Background: Smoking behavior in the context of bariatric surgery is poorly described.
Methods: Adults undergoing RYGB surgery entered a prospective cohort study between 2006 and 2009 and were followed up to 7 years until ≤2015. Participants (N = 1770; 80% female, median age 45 years, median body mass index 47 kg/m2) self-reported smoking history pre-surgery, and current smoking behavior annually.

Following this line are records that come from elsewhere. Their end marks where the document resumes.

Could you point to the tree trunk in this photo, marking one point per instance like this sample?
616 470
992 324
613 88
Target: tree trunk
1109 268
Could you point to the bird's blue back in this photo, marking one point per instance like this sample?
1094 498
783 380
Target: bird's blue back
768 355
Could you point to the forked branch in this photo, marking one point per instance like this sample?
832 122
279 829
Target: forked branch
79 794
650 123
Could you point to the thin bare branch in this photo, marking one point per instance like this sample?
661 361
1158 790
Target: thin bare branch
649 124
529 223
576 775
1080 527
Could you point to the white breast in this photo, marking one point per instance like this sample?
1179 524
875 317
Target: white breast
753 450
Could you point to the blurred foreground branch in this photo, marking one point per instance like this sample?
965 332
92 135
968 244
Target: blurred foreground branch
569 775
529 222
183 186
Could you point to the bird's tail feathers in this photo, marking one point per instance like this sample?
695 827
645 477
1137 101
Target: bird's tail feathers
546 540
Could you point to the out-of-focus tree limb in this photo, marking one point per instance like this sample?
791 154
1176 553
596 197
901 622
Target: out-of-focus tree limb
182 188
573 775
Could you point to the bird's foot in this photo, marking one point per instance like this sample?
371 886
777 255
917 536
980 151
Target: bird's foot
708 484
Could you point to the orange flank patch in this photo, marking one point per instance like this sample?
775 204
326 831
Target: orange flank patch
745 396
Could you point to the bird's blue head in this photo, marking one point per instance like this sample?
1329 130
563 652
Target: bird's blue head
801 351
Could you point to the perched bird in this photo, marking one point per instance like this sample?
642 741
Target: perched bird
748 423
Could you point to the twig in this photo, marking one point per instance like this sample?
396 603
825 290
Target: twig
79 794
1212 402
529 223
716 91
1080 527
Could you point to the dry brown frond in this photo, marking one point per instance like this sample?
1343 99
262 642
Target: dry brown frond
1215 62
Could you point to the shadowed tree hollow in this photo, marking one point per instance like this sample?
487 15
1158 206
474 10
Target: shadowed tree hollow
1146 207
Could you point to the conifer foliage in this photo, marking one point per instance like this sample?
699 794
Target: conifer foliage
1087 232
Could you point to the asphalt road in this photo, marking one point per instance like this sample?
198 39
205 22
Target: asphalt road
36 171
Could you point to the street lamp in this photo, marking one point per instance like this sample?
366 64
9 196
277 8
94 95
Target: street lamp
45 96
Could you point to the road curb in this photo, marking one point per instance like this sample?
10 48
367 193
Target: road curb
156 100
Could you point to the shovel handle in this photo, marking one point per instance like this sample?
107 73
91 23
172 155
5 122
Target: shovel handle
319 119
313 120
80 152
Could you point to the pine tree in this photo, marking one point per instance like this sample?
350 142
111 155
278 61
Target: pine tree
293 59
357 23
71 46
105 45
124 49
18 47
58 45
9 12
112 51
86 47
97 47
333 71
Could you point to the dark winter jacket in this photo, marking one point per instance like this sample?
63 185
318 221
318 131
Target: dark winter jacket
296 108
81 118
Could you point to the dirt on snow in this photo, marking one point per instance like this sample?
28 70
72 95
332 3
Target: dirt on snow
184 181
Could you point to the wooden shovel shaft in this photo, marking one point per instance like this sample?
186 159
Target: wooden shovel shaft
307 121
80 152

Results: Almost half of participants (45.2%) reported a pre-surgery history of smoking. Modeled prevalence of current smoking decreased in the year before surgery from 13.7% [95% confidence interval (CI) = 12.1–15.4] to 2.2% (95% CI = 1.5–2.9) at surgery, then increased to 9.6% (95% CI = 8.1–11.2) 1-year post-surgery and continued to increase to 14.0% (95% CI = 11.8–16.0) 7-years post-surgery. Among smokers, mean packs/day was 0.60 (95% CI = 0.44–0.77) at surgery, 0.70 (95% CI = 0.62–0.78) 1-year post-surgery and 0.77 (95% CI = 0.68–0.88) 7-years post-surgery. At 7-years, smoking was reported by 61.7% (95% CI = 51.9–70.8) of participants who smoked 1-year pre-surgery (n = 221), 12.3% (95% CI = 8.5–15.7) of participants who formerly smoked but quit >1 year pre-surgery (n = 507), and 3.8% (95% CI = 2.1–4.9) of participants who reported no smoking history (n = 887). Along with smoking history (ie, less time since smoked), younger age, household income <$25,000, being married or living as married, and illicit drug use were independently associated with increased risk of post-surgery smoking.
Conclusion: Although most adults who smoked 1-year before RYGB quit pre-surgery, smoking prevalence rebounded across 7-years, primarily due to relapse.